Neste conspecto, o dissenso entre o entendimento perfilhado na decisão recorrida (secundado pela ré nas suas contra-alegações) e o entendimento perfilhado pela autora/recorrente reconduz-se, em primeiro lugar, à interpretação dos artigos 92º, n.º 1, alínea e) e f) e 113º do Estatuto da Ordem dos Advogados, aprovado pela Lei n.º 145/2015 de 9 de setembro.
Com efeito, se bem se alcança das conclusões do recurso, segundo a recorrente a interpretação do Tribunal de 1ª instância quanto aos citados normativos deveria ter, ao contrário do decidido, em razão do preceituado no n.º 5 do mesmo artigo 92º, conduzido à inadmissibilidade de tal documento n.º 1, pois que o mesmo documento se integra nas hipóteses contempladas nos ditos normativos.
Vejamos.
O aludido artigo 92º do Estatuto da Ordem dos Advogados preceitua o seguinte:
“1 - O advogado é obrigado a guardar segredo profissional no que respeita a todos os factos cujo conhecimento lhe advenha do exercício das suas funções ou da prestação dos seus serviços, designadamente:
(…)
e) A factos de que a parte contrária do cliente ou respetivos representantes lhe tenham dado conhecimento durante negociações para acordo que vise pôr termo ao diferendo ou litígio;
f) A factos de que tenha tido conhecimento no âmbito de quaisquer negociações malogradas, orais ou escritas, em que tenha intervindo.
2 - A obrigação do segredo profissional existe quer o serviço solicitado ou cometido ao advogado envolva ou não representação judicial ou extrajudicial, quer deva ou não ser remunerado, quer o advogado haja ou não chegado a aceitar e a desempenhar a representação ou serviço, o mesmo acontecendo para todos os advogados que, direta ou indiretamente, tenham qualquer intervenção no serviço.
3 - O segredo profissional abrange ainda documentos ou outras coisas que se relacionem, direta ou indiretamente, com os factos sujeitos a sigilo.
4 - O advogado pode revelar factos abrangidos pelo segredo profissional, desde que tal seja absolutamente necessário para a defesa da dignidade, direitos e interesses legítimos do próprio advogado ou do cliente ou seus representantes, mediante prévia autorização do presidente do conselho regional respetivo, com recurso para o bastonário, nos termos previstos no respetivo regulamento.
5 - Os atos praticados pelo advogado com violação de segredo profissional não podem fazer prova em juízo.
Por seu turno, prevê o artigo 113º do mesmo Estatuto da Ordem dos Advogados [doravante designado por EOA] o seguinte:
“ 1 - Sempre que um advogado pretenda que a sua comunicação, dirigida a outro advogado ou solicitador, tenha caráter confidencial, deve exprimir claramente tal intenção.
2 - As comunicações confidenciais não podem, em qualquer caso, constituir meio de prova, não lhes sendo aplicável o disposto no n.º 4 do artigo 92.º “
Dito isto, salientemos o enquadramento em que é junto o documento n.º 1 com a contestação.
Refere a ré neste articulado que o documento n.º 1 se destina a provar a matéria alegada nos artigos 15, 19 e 21 da contestação.
Contudo, o início deste documento n.º 1 é a notificação do ilustre participado, Dr. …. (página 1) para prestar os esclarecimentos que considerar necessários, no prazo de 10 dias, face à participação apresentada e na sequência de despacho proferido pela Srª Presidente do Conselho de Deontologia da Ordem dos Advogados de Lisboa, também junto (página 2), seguido da participação apresentada (páginas 3 a 14) e na qual constam os mails trocados entre os mandatários.
Sejamos coerentes: a junção da participação disciplinar não tem qualquer interesse nos autos e não é matéria alegada.
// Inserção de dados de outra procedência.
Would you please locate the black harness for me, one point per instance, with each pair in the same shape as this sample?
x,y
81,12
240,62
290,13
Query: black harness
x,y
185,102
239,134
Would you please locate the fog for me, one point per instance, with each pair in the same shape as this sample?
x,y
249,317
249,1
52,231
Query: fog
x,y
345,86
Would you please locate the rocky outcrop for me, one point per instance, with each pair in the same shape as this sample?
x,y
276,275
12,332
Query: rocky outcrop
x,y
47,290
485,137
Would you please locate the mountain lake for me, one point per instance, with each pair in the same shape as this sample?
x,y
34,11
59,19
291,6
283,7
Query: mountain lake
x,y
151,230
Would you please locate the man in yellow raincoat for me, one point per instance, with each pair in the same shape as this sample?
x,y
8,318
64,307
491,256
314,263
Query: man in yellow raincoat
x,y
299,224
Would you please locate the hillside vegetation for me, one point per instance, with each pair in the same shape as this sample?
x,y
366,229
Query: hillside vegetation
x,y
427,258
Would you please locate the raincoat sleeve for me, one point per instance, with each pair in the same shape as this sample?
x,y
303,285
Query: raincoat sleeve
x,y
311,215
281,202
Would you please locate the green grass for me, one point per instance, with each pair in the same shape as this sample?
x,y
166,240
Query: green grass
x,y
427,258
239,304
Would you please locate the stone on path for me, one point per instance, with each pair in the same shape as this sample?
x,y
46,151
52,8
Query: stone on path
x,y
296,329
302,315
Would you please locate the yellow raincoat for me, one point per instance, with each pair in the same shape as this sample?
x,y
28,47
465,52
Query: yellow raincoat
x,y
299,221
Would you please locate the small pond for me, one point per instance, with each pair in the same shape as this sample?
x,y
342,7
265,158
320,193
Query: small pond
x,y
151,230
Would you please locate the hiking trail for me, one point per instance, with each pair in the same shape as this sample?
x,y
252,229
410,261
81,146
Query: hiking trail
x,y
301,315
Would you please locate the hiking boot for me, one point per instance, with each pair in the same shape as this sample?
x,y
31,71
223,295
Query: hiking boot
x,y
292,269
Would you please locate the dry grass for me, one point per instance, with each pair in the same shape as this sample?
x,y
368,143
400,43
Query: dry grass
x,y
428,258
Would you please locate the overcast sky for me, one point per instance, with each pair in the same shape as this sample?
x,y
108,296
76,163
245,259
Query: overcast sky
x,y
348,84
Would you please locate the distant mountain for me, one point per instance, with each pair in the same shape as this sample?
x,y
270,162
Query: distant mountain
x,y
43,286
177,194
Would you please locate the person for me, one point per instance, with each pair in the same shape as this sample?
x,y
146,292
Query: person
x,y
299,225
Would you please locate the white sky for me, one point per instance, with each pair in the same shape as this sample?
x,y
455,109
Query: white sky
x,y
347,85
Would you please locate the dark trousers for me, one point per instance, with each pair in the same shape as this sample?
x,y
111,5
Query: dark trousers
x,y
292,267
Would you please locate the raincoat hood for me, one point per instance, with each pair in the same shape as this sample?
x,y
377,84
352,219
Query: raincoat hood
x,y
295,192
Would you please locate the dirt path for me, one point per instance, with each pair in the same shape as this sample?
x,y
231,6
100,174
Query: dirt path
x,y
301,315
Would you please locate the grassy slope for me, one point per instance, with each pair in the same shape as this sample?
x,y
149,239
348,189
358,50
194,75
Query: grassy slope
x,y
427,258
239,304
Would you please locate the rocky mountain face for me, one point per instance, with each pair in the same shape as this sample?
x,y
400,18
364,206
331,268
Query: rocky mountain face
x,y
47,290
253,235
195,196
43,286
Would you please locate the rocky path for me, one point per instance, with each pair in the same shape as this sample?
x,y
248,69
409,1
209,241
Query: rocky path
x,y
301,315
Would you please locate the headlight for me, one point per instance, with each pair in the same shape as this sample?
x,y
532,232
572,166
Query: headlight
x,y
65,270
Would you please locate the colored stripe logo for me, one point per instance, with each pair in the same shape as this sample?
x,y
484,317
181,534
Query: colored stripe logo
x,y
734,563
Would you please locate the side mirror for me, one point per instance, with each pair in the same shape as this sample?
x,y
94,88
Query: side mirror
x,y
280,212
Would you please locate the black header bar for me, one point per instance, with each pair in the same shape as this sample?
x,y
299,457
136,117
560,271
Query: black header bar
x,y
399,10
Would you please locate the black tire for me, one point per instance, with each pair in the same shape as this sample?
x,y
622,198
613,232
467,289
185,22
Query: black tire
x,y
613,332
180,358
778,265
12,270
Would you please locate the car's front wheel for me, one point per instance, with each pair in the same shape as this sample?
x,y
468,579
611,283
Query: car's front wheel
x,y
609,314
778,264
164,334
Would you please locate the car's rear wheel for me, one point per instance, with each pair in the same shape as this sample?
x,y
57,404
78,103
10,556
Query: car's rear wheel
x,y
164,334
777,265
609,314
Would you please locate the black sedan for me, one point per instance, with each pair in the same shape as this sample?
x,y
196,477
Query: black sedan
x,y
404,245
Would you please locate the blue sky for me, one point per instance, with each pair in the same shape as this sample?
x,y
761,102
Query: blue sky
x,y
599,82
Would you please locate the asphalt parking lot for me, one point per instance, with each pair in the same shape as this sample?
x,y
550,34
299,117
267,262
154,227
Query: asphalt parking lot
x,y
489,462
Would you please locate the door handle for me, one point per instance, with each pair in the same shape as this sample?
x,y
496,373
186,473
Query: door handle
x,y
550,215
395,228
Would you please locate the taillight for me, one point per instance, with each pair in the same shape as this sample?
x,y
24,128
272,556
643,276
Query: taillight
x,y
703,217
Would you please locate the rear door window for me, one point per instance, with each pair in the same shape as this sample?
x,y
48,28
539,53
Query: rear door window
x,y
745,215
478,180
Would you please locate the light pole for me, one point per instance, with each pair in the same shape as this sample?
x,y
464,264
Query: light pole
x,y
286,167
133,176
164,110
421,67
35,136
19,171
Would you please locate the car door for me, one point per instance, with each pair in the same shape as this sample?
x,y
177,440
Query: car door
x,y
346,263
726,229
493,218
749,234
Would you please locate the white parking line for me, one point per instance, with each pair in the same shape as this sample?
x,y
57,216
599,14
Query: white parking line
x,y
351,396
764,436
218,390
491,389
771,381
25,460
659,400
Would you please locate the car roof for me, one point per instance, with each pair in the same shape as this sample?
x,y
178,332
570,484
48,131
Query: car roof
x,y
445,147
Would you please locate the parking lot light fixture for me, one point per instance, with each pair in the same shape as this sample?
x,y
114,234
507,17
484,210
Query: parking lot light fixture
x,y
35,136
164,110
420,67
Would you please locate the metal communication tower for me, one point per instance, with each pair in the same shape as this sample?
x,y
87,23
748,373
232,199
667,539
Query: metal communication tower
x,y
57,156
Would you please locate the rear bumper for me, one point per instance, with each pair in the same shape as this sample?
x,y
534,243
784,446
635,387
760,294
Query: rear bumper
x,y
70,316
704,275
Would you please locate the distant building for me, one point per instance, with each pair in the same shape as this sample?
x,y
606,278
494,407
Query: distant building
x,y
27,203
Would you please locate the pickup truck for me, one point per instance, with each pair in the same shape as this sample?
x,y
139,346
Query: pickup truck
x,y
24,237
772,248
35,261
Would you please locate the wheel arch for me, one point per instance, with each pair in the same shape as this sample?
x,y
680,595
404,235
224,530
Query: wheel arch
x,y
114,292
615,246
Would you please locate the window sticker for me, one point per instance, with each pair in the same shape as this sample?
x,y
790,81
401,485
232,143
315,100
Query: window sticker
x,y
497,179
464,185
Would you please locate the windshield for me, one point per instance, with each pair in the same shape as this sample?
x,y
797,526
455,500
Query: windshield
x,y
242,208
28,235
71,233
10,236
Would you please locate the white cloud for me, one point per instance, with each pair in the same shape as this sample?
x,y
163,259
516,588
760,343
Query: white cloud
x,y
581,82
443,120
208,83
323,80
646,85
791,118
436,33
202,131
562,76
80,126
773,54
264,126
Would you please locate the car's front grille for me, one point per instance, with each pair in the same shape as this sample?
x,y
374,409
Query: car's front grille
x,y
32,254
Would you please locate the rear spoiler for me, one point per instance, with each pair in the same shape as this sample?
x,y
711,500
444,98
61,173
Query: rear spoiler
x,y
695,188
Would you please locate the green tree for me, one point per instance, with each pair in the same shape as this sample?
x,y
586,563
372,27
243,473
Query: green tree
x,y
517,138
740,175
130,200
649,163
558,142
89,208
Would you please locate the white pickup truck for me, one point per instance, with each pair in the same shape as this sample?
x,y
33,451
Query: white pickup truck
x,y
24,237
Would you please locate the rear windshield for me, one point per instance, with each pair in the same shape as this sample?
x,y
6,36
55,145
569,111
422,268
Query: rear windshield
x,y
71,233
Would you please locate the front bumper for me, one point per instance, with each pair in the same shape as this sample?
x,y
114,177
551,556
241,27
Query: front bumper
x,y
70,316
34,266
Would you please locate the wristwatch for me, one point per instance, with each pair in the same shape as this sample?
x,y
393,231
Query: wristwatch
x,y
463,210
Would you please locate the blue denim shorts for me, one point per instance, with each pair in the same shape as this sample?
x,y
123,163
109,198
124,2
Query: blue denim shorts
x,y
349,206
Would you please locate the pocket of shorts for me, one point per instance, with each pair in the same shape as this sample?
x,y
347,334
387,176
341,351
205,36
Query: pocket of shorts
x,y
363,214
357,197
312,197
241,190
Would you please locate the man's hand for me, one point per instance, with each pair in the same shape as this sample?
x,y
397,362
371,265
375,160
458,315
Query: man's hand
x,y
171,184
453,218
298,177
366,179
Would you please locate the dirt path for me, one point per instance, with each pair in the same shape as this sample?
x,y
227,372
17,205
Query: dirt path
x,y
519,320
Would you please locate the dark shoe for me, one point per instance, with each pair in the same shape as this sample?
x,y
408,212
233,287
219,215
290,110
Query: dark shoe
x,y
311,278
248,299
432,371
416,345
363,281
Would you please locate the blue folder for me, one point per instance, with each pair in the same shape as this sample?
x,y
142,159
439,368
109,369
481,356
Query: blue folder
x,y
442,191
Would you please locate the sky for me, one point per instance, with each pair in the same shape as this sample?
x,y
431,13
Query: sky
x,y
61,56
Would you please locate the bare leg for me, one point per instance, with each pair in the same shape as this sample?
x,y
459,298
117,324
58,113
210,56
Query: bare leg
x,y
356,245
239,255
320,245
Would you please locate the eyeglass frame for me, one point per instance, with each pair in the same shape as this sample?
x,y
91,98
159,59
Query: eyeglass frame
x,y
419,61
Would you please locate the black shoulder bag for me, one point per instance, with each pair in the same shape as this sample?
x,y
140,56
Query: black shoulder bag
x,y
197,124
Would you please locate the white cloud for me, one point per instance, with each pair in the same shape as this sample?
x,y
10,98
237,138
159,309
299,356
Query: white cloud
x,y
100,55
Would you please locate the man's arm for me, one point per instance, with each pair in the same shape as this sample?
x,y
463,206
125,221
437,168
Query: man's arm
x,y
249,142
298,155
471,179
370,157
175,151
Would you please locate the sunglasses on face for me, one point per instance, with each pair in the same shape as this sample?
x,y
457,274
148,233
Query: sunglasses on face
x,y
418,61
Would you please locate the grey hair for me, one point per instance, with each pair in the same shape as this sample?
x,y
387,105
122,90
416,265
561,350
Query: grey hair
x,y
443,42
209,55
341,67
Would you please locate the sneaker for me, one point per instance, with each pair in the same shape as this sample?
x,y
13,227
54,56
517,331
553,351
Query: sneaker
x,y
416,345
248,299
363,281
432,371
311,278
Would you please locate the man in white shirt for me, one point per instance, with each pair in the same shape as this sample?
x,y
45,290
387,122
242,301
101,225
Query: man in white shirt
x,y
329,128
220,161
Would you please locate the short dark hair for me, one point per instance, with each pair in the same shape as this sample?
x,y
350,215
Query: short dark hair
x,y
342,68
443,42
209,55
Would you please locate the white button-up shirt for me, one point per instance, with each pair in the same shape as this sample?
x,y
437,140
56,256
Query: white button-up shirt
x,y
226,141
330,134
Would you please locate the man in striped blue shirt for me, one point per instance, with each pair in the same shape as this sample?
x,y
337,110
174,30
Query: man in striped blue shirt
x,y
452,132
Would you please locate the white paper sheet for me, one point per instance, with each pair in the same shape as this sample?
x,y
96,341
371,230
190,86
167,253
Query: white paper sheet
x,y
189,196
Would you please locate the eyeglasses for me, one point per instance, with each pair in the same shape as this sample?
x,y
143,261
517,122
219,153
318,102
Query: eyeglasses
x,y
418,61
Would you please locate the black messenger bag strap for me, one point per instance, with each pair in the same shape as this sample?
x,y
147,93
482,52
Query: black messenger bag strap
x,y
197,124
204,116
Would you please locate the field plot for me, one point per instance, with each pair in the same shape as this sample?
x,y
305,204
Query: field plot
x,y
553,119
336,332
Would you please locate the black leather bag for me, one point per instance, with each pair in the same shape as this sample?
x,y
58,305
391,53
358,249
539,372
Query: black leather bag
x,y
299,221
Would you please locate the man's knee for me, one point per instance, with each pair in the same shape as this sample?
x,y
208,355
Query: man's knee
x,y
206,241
Esta conclusão faz com que outra surja: de forma encapotada, sob a capa da participação disciplinar, a ré procede à junção dos mails que refere nos artigos 15, 19 e 21 da contestação.
Por isso, e para o que releva nestes autos, o documento n.º 1 é indicado para prova da matéria vertida nos referidos artigos da contestação (que em nada têm a ver com a participação disciplinar), pretendendo a recorrida que o tribunal aprecie os mails juntos e não o teor da participação disciplinar.
Por isso não corresponde inteiramente à verdade as conclusões da recorrida nos pontos 17 e 18 quando afirma que o documento n.º 1 junto com a contestação não constitui correspondência trocada entre advogados, consistindo em processo disciplinar instaurado contra o Dr. …., com base em  participação apresentada pela Drª ….. , pela Drª …. e pela recorrente. Para o que releva nos autos, o documento n.º 1 constitui correspondência trocada entre mandatários.
Expliquemos:
Os mails juntos respeitam a negociações havidas entre a mandatária da autora e o ex-mandatário de …. para regularização de uma dívida do cartão de crédito ….
Ora, tendo em conta o teor dos mails juntos pela ré verifica-se que as comunicações decorreram entre a mandatária da apelante e o anterior mandatário de …. para pagamento do valor em dívida por este, com apresentação de proposta e contra-proposta, sendo que, e no que respeita a …., as negociações havidas culminaram na resolução do litígio.
Sucede que a agora ré pretende estender as negociações havidas a si própria, e à dívida do seu cartão de crédito perante a aqui apelante, argumentando que tais negociações incluíam não só o valor em dívida de …. mas também a sua própria dívida, o que não é aceite pela autora, que restringe o acordo extra-judicial obtido apenas à dívida de …..
Ora, tais factos resultam das negociações havidas entre os mandatários para acordo que visava pôr fim ao diferendo existente, e por isso, encontra-se vedada a consideração desses factos e da respectiva documentação gerada em tais negociações, sem que fosse obtida a prévia autorização da sua utilização junto da Ordem dos Advogados.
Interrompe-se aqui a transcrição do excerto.